A mi lado izquierdo no había nadie hasta pasado el almuerzo que, por cierto, la execrable enfermera me dejó la bandeja de mi almuerzo a los pies de la cama ¡¿Cómo yo iba a poder recoger mi almuerzo si apenas podía hablar?! Yo no esperaba que me dieran de comer en la boca, muy aparte de que, por ellas, ni darme una cuchara o el plato para comer y, aunque tuvieran la voluntad de darme de comer, sería una humillación para mí, no lo permitiría. Soy vieja, lo admito, me delata la gran hilera de cabellos plateados que descienden de mi cabeza, pero nunca necesitaré ayuda para cosas básicas como respirar o comer ¡Antes muerta!
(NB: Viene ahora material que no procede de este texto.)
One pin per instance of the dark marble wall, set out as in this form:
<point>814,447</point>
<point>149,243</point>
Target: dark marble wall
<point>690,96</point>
Como estaba diciendo, después de tener toda una odisea para tomar la bandeja y saciar el hambre, a las horas trajeron a otra abuelita en camilla. Apenas se abrió la puerta un olor hediondo invadió el cuarto. Se podía percibir a kilómetros. Para mi mala suerte esa camilla que transportaba aquella peste terminó en el espacio vacío de mi izquierda. Esto ya se había convertido en un infierno.
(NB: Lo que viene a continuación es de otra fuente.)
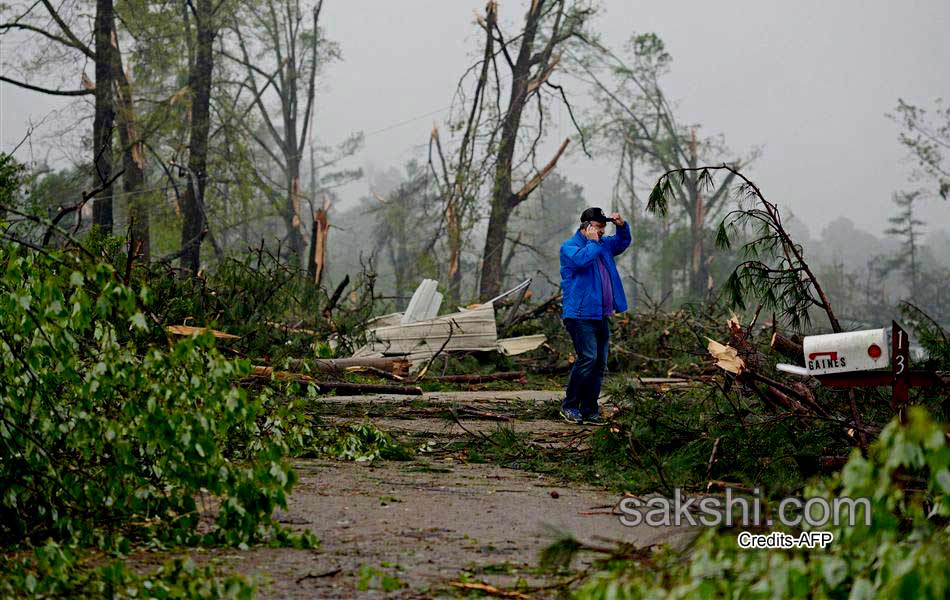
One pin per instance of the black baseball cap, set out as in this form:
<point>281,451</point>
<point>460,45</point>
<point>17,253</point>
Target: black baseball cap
<point>594,214</point>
En este punto ya no me importaba el dolor y cansancio que podría llegar a tener, solo quería salir de aquí. Llamé al botón otra vez, presionándolo en señal de S.O.S a ver si así se dignaban a tomarlo como una emergencia y venían rápido. Tenía razón, demoraron diez minutos, en ese momento agradecí que no me hubiera dado otro infarto. La enfermera se dirigió con desgana a mi camilla y con un pesar pronunció el monosílabo envuelto en una interrogación desinteresada.

– ¿Qué?

-Tranquilícese, no necesito nada de usted, pero ya que la veo de ganas quisiera hablar con el doctor, quiero solicitar mi traslado ¿podría llamarlo? Y si le parece muy arduo el trabajo, llame a alguna de sus compañeras que si prestó atención al catedrático.

La enfermera me blanqueó los ojos e hizo un ademán de afirmación gris.

Pasé horas sin respuesta alguna, empecé a pensar que ya la había palmado y que no había entrado a un hospital, mas si al inframundo. Mi castigo era soportar a una apestosa con olores que no sabía que existían y se podían saborear con total repudio en la garganta sumado a los insoportables ronquidos de la paralítica. Cuando entró la enfermera se me iluminaron los ojos, imaginé que me decía, sin dejar su voz apagada, que el doctor entraría en unos minutos o que ya estaba en camino. En cambio, recibí una noticia negativa, que llamó al doctor por teléfono y no vendría hasta la tarde de mañana, pero que se avisara a mi familia del estado en el que me encontraba.

La ilusión de irme lo más rápido posible se me hizo añicos.